Apple has tightened its developer guidelines and banned cryptocurrency mining apps from being used on the company's devices.
The updated guidelines are designed to remove apps that cause batteries to be drained, the device to become abnormally hot or damage the hardware in any way.
The developer guidelines say: “Design your app to use power efficiently. Apps should not rapidly drain battery, generate excessive heat, or put unnecessary strain on device resources.”
“Apps, including any third party advertisements displayed within them, may not run unrelated background processes, such as cryptocurrency mining.”
Although it will not be possible to install software to mine for cryptocurrencies through your iPhone or iPad, which is an extremely inefficient process considering crypto mining's enormous power usage, cryptocurrency trading of approved assets is still allowed.
Apple said: “Apps may facilitate transmission of approved virtual currencies provided that they do so in compliance with all state and federal laws for the territories in which the app functions.”

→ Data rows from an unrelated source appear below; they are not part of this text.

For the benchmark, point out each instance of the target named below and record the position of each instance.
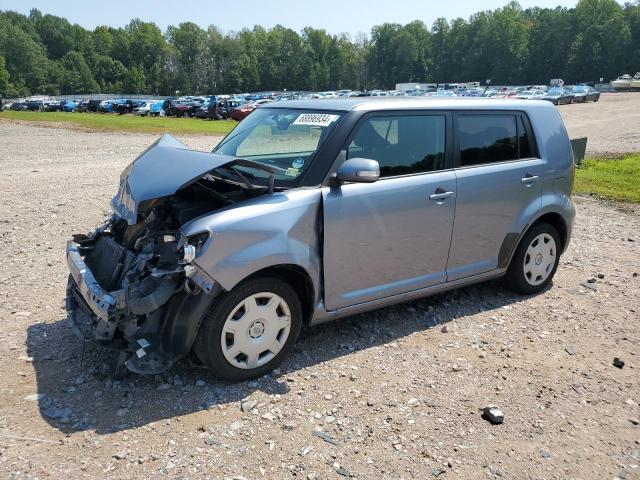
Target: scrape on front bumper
(97, 299)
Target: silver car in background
(313, 210)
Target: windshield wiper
(243, 162)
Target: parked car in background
(584, 93)
(19, 106)
(142, 110)
(70, 106)
(558, 96)
(126, 106)
(240, 112)
(229, 254)
(106, 106)
(183, 108)
(89, 106)
(442, 93)
(52, 106)
(35, 105)
(157, 109)
(530, 95)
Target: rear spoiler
(579, 147)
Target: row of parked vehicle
(214, 107)
(237, 107)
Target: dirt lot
(395, 393)
(612, 125)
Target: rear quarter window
(491, 138)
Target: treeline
(45, 54)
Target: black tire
(208, 346)
(516, 278)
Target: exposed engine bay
(131, 287)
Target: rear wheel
(535, 261)
(250, 330)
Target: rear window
(403, 144)
(486, 138)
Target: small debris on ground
(493, 414)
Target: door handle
(441, 196)
(529, 180)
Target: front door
(392, 236)
(499, 187)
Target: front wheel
(535, 261)
(250, 330)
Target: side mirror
(358, 170)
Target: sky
(335, 16)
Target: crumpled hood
(161, 170)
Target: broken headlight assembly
(191, 245)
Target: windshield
(284, 138)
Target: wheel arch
(299, 279)
(512, 240)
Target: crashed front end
(132, 285)
(137, 294)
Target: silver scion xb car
(314, 210)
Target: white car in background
(142, 110)
(530, 95)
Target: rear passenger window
(401, 144)
(524, 146)
(487, 139)
(492, 138)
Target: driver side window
(401, 144)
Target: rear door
(392, 236)
(499, 188)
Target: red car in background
(240, 112)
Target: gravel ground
(395, 393)
(612, 125)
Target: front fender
(271, 230)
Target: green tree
(4, 77)
(189, 42)
(602, 41)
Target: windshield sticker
(316, 119)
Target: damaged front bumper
(154, 331)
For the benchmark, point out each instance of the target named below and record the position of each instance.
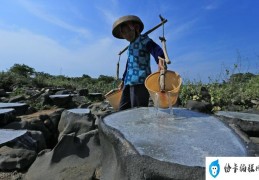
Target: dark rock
(63, 92)
(76, 121)
(79, 100)
(31, 110)
(82, 92)
(205, 95)
(16, 159)
(62, 101)
(3, 93)
(36, 125)
(74, 157)
(7, 116)
(204, 107)
(96, 96)
(39, 138)
(20, 108)
(55, 117)
(17, 98)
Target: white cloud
(39, 12)
(46, 55)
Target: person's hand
(161, 65)
(121, 85)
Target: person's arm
(123, 77)
(155, 50)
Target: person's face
(128, 33)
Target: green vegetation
(235, 89)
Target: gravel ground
(11, 175)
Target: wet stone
(239, 115)
(79, 111)
(20, 108)
(9, 135)
(10, 105)
(185, 138)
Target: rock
(16, 159)
(204, 107)
(76, 121)
(62, 101)
(248, 122)
(17, 98)
(205, 95)
(64, 92)
(74, 157)
(20, 108)
(39, 138)
(96, 96)
(36, 125)
(3, 93)
(7, 116)
(19, 139)
(82, 92)
(145, 144)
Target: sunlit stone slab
(185, 138)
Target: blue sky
(72, 38)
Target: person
(134, 92)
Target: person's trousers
(134, 96)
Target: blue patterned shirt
(138, 63)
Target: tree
(22, 70)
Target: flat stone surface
(186, 137)
(3, 111)
(60, 96)
(239, 115)
(7, 105)
(7, 135)
(80, 111)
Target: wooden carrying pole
(146, 33)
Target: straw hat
(116, 30)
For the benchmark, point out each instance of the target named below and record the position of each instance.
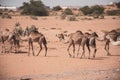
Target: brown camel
(38, 37)
(109, 37)
(82, 39)
(12, 38)
(60, 37)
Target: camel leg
(32, 48)
(45, 49)
(83, 53)
(3, 48)
(78, 50)
(107, 47)
(30, 42)
(29, 48)
(95, 50)
(88, 47)
(40, 49)
(70, 44)
(73, 50)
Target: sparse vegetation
(34, 17)
(113, 12)
(68, 12)
(6, 15)
(34, 7)
(57, 8)
(94, 10)
(71, 18)
(63, 16)
(118, 4)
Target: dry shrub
(63, 16)
(71, 18)
(6, 15)
(34, 17)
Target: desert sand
(57, 65)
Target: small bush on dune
(6, 15)
(63, 16)
(113, 12)
(71, 18)
(34, 17)
(118, 29)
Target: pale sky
(51, 3)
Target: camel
(113, 37)
(12, 38)
(60, 37)
(82, 39)
(38, 37)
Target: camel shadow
(21, 52)
(115, 55)
(99, 58)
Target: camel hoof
(70, 55)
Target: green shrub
(6, 15)
(57, 8)
(34, 17)
(94, 10)
(68, 12)
(63, 16)
(71, 18)
(34, 7)
(86, 10)
(113, 12)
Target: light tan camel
(38, 37)
(12, 38)
(112, 36)
(82, 39)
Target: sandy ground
(57, 65)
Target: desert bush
(6, 15)
(118, 4)
(94, 10)
(34, 17)
(62, 16)
(101, 16)
(113, 12)
(57, 8)
(71, 18)
(34, 7)
(86, 10)
(67, 12)
(118, 29)
(98, 10)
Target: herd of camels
(78, 37)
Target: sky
(52, 3)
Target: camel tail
(44, 41)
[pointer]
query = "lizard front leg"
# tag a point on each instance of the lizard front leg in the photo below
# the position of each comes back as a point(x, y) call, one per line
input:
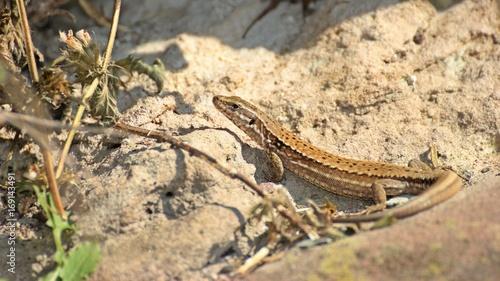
point(276, 167)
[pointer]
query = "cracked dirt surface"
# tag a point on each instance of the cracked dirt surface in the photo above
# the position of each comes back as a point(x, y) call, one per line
point(375, 80)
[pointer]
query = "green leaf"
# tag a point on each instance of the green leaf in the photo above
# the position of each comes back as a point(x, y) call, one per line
point(81, 261)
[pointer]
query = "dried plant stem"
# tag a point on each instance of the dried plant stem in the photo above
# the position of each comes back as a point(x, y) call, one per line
point(28, 42)
point(112, 34)
point(47, 156)
point(76, 122)
point(193, 151)
point(92, 88)
point(293, 217)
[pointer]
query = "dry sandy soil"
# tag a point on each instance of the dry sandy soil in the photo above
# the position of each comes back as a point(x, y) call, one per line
point(375, 80)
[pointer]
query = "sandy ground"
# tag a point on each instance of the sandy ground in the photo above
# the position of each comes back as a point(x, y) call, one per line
point(375, 80)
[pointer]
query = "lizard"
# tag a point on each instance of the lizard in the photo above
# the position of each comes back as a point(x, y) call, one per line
point(359, 179)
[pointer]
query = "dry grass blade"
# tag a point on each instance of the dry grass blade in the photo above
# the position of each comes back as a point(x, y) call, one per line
point(47, 156)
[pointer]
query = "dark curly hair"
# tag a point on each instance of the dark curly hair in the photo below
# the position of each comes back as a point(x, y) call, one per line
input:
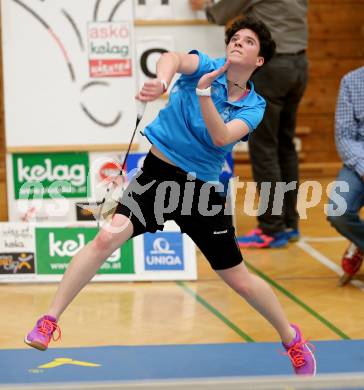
point(267, 44)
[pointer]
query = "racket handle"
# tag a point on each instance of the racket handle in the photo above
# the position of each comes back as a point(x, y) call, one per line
point(140, 109)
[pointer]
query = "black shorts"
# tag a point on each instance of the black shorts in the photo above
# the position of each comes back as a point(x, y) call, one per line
point(162, 192)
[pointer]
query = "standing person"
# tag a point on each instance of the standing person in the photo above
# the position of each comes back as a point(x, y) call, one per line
point(282, 83)
point(349, 136)
point(212, 106)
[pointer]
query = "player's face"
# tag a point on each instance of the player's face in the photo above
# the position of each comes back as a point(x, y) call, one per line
point(243, 48)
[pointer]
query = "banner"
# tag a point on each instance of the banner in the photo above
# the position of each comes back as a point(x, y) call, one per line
point(166, 9)
point(69, 72)
point(42, 252)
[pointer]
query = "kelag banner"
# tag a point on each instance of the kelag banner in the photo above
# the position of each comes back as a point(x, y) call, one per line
point(42, 253)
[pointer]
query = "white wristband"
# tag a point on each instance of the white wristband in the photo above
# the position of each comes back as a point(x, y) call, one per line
point(203, 92)
point(164, 85)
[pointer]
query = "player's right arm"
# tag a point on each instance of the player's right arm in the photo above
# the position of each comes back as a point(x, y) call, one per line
point(167, 66)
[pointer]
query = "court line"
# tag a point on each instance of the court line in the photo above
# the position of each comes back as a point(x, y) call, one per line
point(214, 311)
point(295, 299)
point(323, 239)
point(317, 255)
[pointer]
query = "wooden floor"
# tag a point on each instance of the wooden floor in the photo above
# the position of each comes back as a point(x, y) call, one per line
point(205, 311)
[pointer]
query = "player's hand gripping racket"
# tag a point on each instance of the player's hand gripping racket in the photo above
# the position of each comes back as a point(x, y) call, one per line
point(109, 203)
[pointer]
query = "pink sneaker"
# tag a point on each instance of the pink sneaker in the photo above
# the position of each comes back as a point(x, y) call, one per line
point(42, 333)
point(351, 263)
point(302, 358)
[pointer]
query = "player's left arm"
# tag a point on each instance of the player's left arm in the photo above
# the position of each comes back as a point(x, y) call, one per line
point(221, 133)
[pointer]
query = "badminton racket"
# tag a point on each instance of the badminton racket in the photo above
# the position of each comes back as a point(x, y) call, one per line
point(107, 207)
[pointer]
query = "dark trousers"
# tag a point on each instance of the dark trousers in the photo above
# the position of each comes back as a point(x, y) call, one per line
point(282, 83)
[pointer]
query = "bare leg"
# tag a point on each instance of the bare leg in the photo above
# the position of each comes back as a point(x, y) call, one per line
point(86, 263)
point(260, 296)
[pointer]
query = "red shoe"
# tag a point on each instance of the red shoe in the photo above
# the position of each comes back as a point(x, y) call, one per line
point(351, 263)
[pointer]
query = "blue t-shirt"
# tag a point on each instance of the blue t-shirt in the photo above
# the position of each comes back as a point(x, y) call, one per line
point(180, 133)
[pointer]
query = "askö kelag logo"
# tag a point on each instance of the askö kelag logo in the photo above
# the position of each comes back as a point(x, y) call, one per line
point(50, 175)
point(163, 251)
point(55, 248)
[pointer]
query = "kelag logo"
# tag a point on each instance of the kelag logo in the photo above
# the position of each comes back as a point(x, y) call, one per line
point(17, 263)
point(50, 175)
point(163, 251)
point(56, 246)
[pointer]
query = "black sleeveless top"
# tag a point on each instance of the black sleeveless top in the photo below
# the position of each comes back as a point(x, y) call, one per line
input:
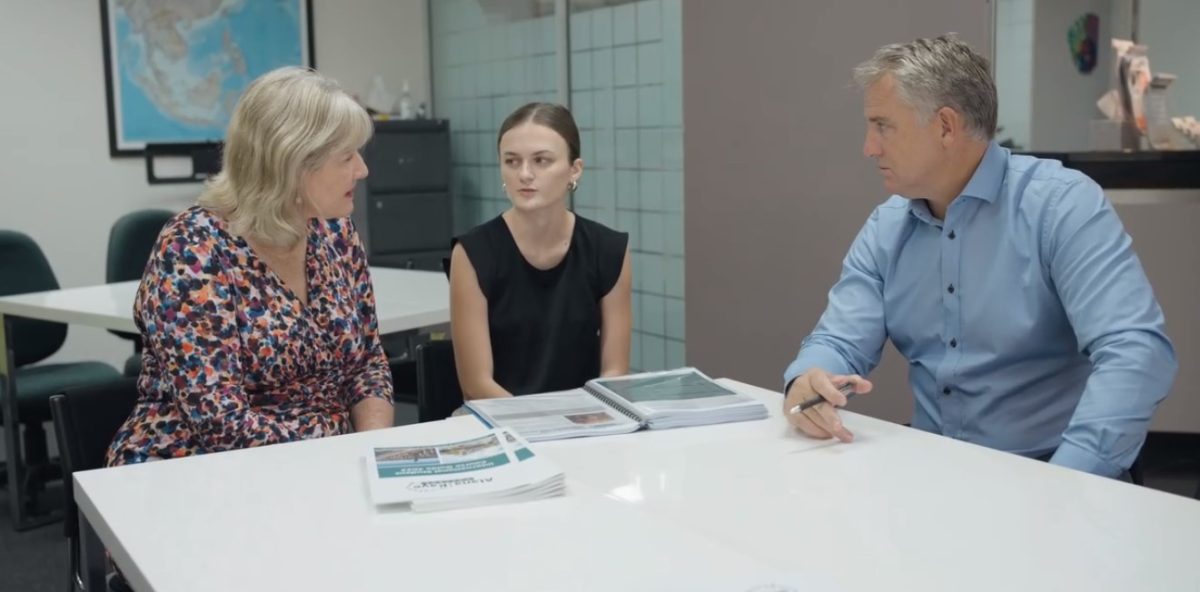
point(545, 324)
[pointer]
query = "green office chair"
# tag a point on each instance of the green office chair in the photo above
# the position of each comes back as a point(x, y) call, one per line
point(85, 420)
point(438, 393)
point(130, 241)
point(23, 269)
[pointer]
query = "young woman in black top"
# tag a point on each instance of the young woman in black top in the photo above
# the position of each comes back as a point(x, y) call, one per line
point(539, 296)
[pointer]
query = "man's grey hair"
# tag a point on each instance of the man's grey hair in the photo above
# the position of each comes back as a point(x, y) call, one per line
point(930, 73)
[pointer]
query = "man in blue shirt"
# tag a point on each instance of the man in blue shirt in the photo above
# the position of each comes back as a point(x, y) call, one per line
point(1008, 282)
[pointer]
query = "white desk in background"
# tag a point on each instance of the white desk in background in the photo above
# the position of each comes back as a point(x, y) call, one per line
point(721, 507)
point(406, 300)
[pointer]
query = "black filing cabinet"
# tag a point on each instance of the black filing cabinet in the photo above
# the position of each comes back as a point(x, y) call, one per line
point(403, 208)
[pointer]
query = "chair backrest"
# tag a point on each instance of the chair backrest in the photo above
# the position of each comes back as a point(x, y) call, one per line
point(437, 381)
point(130, 243)
point(85, 419)
point(23, 269)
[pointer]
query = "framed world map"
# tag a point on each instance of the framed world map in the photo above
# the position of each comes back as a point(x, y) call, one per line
point(174, 69)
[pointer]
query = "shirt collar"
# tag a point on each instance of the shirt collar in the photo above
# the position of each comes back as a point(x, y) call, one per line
point(989, 175)
point(984, 184)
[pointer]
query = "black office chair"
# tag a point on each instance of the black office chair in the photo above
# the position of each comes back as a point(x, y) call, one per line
point(130, 244)
point(85, 420)
point(23, 269)
point(438, 393)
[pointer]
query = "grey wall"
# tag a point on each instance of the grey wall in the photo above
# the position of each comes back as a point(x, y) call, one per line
point(775, 180)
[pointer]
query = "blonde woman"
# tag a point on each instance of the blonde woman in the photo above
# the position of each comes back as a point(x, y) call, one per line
point(256, 308)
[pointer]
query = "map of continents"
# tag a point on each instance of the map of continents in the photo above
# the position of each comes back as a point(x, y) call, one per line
point(183, 64)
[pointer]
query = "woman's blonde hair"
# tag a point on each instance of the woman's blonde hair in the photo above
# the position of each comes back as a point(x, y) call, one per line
point(286, 124)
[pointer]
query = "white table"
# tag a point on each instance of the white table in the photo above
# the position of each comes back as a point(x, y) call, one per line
point(721, 507)
point(406, 300)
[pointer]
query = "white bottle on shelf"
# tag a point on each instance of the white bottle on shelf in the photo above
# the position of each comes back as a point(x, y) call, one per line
point(406, 102)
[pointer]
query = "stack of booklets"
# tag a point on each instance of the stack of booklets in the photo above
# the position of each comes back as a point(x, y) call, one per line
point(496, 467)
point(621, 405)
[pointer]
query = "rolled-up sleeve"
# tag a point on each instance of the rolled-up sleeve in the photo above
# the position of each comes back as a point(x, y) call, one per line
point(1119, 326)
point(850, 335)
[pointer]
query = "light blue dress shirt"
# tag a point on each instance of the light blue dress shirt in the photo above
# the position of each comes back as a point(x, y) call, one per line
point(1025, 316)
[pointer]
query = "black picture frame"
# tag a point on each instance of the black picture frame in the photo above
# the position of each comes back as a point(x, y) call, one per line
point(117, 144)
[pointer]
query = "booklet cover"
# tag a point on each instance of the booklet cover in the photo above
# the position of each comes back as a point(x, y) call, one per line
point(496, 466)
point(621, 405)
point(553, 416)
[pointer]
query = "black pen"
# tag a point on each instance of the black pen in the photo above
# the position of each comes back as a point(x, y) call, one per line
point(846, 389)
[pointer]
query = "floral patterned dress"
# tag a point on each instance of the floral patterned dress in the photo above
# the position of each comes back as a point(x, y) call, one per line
point(233, 358)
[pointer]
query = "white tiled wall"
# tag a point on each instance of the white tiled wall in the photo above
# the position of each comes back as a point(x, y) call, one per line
point(485, 65)
point(1014, 69)
point(628, 99)
point(627, 95)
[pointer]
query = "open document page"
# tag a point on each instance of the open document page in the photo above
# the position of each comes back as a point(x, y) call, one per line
point(677, 398)
point(553, 416)
point(496, 467)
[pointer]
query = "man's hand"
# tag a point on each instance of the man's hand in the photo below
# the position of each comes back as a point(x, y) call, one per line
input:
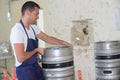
point(40, 50)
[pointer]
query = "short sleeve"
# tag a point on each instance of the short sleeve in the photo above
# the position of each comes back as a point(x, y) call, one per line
point(17, 36)
point(37, 29)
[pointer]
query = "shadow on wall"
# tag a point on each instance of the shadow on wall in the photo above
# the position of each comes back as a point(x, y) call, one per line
point(81, 33)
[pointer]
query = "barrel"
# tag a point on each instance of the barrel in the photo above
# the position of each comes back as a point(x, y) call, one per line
point(107, 60)
point(58, 63)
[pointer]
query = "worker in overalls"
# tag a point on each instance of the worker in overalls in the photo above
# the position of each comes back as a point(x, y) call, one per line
point(24, 39)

“Apps facilitating Initial Coin Offerings, cryptocurrency futures trading, and other crypto-securities or quasi-securities trading must come from established banks, securities firms, futures commission merchants, or other approved financial institutions and must comply with all applicable law.”
Cryptocurrency mining involves computers solving complex mathematical problems and then being rewarded in the form of coins. The process requires colossal amounts of electricity to function which has become a global cause for concern.
Over the weekend, cryptos took a significant hit after the South Korean cryptocurrency exchange Coinrail revealed that it had been hacked and 30 per cent of its coins had been stolen.
Bitcoin was particularly affected as the value plunged to around $6,700 (£5,006) from around $7,200 earlier on Sunday, leaving bitcoin in an even worse position than what it has been in so far this year.